The Billen Interview
Written by: Andrew Billen
Source: The Observer, October 8th, 1995

Andrew Billen meets PJ Harvey : pop icon, fowl fancier and late

Whether patrolling the stage with a mic or unblinkingly challenging you from an album cover, a woman vocalist is usually as much an idea as a performer. From Joplin to Madonna, rock's great songstresses have embodied meanings as distinct as the feminist texts that they have been seen to amplify of confound. In PJ Harvey, British pop has produced its most prominent female icon in a decade, a wistfully thin, stridently bluesy chanteuse who sings, screams sometimes, of her sexuality. Yet there is a problem.
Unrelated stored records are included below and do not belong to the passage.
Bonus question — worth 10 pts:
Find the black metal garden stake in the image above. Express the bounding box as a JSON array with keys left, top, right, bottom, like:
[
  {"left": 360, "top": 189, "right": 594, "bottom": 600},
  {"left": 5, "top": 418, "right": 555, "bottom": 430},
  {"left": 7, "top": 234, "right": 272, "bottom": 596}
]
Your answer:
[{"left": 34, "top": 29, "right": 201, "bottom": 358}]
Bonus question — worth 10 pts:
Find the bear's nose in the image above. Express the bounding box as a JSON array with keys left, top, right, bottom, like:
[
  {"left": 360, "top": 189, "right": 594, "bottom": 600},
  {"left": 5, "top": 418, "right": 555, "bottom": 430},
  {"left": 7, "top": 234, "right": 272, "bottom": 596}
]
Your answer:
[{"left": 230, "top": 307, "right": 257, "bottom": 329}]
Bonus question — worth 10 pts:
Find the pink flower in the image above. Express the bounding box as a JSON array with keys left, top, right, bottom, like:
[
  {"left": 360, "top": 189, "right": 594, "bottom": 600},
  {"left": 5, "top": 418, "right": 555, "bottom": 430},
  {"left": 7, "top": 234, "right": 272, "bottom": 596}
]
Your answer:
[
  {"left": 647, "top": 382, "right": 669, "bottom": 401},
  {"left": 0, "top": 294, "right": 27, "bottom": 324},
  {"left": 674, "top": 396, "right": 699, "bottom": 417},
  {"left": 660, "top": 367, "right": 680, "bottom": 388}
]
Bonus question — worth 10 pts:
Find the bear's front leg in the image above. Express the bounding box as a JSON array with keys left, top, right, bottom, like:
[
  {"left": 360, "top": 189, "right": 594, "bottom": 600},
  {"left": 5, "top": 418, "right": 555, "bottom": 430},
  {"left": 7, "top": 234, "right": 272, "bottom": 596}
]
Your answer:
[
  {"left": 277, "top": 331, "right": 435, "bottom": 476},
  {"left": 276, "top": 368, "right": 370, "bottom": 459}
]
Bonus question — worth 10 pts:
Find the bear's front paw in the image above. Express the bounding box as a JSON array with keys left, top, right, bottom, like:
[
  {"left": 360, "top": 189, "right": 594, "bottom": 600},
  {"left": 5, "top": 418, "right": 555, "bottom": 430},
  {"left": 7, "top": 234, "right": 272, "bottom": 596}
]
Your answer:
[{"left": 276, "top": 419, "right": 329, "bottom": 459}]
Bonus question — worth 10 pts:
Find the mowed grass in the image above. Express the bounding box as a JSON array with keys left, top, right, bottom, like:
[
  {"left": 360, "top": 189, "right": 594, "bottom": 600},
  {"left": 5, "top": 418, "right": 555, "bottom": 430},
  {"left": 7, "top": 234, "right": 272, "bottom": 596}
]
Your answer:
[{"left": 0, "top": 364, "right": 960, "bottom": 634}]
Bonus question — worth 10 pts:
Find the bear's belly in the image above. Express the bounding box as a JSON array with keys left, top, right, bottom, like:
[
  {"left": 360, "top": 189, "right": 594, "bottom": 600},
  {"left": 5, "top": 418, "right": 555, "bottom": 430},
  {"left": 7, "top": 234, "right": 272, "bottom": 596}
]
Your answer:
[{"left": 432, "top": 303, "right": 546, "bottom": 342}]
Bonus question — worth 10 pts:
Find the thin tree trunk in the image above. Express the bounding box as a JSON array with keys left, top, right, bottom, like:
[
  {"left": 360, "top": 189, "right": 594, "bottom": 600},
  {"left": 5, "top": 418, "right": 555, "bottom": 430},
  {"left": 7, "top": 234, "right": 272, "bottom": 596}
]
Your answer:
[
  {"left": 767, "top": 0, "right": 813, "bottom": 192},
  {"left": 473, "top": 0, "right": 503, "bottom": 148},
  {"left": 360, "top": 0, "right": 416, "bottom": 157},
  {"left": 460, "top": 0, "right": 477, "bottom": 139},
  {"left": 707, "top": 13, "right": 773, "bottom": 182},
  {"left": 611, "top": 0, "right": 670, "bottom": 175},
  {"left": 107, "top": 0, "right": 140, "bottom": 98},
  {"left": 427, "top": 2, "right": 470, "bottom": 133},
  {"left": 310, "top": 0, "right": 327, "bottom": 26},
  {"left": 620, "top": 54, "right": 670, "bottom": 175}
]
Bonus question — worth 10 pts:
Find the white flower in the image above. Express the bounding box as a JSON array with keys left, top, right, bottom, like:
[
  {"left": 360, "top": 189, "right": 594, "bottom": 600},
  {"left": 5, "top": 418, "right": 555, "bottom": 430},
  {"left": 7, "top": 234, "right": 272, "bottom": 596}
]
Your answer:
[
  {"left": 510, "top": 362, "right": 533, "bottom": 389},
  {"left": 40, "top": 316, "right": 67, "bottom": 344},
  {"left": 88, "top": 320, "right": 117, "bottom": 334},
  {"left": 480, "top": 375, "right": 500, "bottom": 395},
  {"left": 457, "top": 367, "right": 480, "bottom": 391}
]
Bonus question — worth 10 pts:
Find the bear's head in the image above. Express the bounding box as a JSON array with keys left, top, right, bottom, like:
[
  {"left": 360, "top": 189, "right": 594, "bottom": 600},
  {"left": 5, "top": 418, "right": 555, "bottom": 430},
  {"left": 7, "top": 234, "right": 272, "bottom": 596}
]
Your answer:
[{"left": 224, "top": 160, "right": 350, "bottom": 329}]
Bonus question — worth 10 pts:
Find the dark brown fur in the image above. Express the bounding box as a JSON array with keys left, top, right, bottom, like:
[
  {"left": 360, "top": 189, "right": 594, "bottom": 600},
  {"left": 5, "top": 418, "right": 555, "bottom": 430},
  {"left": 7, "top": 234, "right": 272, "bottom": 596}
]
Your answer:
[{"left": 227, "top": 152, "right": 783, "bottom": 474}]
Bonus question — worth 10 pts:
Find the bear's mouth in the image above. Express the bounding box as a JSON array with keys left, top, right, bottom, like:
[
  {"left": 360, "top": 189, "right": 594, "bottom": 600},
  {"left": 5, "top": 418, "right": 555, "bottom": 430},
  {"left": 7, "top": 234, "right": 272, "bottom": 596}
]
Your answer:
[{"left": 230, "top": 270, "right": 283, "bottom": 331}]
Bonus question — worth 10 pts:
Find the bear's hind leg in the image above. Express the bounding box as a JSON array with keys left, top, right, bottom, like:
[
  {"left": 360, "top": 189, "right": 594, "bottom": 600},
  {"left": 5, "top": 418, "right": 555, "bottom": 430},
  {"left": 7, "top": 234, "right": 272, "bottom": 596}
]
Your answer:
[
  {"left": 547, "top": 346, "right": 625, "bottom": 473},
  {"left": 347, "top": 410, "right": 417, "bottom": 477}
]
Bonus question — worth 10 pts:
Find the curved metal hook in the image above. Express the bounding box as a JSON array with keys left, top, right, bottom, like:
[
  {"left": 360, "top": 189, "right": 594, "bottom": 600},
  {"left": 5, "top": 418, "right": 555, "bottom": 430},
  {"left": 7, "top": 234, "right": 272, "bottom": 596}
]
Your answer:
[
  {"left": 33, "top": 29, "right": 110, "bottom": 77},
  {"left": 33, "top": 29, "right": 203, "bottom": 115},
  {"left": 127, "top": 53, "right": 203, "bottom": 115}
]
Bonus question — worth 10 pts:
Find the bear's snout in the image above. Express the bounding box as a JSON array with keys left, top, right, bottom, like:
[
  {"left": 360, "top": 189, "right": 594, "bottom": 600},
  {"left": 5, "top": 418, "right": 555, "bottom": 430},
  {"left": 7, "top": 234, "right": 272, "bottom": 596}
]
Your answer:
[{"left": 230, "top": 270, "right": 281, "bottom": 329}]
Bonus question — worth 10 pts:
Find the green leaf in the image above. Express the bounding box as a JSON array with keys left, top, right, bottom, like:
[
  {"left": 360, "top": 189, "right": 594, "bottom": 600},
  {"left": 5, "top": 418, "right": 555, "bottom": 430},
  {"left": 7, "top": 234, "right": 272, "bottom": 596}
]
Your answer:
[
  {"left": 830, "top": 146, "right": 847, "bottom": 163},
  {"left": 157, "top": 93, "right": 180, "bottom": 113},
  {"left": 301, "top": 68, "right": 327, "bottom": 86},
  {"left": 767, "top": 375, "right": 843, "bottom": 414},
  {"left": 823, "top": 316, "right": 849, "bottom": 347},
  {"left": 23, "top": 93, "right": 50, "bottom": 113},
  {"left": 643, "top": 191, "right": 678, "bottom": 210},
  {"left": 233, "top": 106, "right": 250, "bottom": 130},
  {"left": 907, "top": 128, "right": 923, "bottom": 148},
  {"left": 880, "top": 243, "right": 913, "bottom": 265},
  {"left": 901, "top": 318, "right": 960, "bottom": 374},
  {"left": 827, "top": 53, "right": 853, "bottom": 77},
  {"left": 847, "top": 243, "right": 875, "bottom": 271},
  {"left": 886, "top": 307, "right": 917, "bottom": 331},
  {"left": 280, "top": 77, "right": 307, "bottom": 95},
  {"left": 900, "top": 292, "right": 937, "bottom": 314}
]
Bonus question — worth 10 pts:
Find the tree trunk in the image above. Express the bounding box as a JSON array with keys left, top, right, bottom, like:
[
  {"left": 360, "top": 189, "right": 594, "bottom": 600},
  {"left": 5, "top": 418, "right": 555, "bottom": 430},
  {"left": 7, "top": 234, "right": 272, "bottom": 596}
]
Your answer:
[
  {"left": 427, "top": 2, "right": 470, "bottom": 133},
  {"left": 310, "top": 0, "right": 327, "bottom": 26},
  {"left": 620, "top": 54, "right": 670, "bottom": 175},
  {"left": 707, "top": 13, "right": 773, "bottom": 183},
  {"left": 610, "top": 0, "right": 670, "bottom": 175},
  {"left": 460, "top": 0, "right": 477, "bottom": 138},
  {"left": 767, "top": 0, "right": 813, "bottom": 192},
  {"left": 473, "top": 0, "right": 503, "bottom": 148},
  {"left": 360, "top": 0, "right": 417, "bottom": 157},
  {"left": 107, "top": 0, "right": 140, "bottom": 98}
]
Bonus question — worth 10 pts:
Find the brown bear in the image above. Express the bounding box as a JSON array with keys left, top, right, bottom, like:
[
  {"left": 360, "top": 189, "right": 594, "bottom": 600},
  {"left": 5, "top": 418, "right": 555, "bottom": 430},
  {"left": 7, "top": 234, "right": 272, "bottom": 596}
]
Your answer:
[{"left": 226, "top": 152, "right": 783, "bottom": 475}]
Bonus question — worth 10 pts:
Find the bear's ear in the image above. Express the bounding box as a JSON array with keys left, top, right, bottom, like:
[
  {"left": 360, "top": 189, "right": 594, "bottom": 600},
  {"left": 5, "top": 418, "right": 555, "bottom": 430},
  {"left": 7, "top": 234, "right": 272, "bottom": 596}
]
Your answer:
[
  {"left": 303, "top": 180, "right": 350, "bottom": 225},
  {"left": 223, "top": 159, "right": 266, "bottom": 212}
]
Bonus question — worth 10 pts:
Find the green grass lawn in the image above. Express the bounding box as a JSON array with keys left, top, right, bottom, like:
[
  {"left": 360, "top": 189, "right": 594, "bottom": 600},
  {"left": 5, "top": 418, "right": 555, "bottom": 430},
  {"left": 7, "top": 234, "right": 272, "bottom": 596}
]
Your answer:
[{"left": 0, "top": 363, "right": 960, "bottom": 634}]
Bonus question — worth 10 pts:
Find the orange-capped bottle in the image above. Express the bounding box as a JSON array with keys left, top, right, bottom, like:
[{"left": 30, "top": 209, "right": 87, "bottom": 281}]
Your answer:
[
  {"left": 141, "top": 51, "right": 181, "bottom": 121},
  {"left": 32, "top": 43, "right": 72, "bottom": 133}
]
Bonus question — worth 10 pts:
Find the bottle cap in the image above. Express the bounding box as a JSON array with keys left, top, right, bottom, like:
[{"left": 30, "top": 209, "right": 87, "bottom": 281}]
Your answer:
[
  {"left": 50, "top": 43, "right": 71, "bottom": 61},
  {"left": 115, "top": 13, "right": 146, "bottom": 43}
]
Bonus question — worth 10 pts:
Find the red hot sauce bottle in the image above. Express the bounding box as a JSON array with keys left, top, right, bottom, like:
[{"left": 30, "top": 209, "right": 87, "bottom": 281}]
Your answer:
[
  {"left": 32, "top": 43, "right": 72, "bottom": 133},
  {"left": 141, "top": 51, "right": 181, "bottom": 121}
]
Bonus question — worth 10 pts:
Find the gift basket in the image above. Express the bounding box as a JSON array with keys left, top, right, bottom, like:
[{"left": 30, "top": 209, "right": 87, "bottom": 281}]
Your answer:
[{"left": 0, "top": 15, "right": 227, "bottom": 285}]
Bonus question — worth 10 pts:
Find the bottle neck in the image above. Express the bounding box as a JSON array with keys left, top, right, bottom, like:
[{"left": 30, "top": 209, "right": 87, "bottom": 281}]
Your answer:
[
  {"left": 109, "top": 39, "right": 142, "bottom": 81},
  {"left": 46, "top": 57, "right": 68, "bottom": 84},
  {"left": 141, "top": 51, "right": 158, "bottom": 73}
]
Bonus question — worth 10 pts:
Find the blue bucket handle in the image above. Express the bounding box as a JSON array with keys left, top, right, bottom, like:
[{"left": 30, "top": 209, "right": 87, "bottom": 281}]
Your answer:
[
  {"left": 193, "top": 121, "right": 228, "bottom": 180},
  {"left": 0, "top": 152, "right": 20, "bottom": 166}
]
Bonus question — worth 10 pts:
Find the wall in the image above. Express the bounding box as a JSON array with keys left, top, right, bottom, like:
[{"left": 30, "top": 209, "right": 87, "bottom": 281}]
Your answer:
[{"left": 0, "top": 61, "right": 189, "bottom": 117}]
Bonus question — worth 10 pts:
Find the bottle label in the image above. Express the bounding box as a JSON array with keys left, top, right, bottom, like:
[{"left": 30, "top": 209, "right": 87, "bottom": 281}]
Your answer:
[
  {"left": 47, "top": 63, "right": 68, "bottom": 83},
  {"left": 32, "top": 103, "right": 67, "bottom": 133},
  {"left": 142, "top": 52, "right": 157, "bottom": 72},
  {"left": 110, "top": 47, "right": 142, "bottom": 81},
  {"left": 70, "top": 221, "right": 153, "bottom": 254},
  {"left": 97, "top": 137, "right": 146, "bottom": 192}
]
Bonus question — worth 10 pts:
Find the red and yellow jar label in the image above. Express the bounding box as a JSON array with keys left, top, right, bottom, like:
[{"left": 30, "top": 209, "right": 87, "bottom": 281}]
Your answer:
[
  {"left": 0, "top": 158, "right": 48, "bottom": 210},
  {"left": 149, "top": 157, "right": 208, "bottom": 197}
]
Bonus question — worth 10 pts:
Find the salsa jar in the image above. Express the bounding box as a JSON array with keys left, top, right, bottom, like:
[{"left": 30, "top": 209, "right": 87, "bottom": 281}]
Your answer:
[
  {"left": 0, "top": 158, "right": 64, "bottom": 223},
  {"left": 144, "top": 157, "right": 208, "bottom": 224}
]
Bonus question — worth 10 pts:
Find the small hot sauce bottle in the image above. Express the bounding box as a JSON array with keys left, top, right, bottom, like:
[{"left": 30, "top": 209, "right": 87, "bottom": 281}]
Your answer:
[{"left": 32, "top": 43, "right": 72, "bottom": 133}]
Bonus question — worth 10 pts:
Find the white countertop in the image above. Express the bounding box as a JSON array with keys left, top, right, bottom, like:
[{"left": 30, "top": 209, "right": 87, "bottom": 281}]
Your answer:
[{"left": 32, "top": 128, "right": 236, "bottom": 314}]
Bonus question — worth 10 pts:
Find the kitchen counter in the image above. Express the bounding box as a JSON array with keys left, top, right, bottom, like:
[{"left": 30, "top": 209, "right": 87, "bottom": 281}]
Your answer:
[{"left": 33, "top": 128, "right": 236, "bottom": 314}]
An idea, Polly Jean Harvey undoubtedly is, but an idea of what no one knows for sure.

Some thought they had worked it out early on, when her first album, Dry, appeared in 1991. Angsty, pubescent, she worked her way through the thesaurus of female sexual metaphor: 'fig, fruit, flower, myself inside out'; when men were good at it, she was 'happy and bleeding for them'; and when they were not she told them they left her dry or hurled abuse, as in Me-Jane from her second album, Rid of Me: 'Tarzan, I'm pleading: stop your fucking screaming.' The empowered victim, she seemed to hymn feminism's latest self-projection, the Goddess Within overtly so in her song Sheila-Na-Gig, who, the office dictionary of female deities explains, is an ancient Irish carving of a naked female with her knees apart: 'vulva woman'.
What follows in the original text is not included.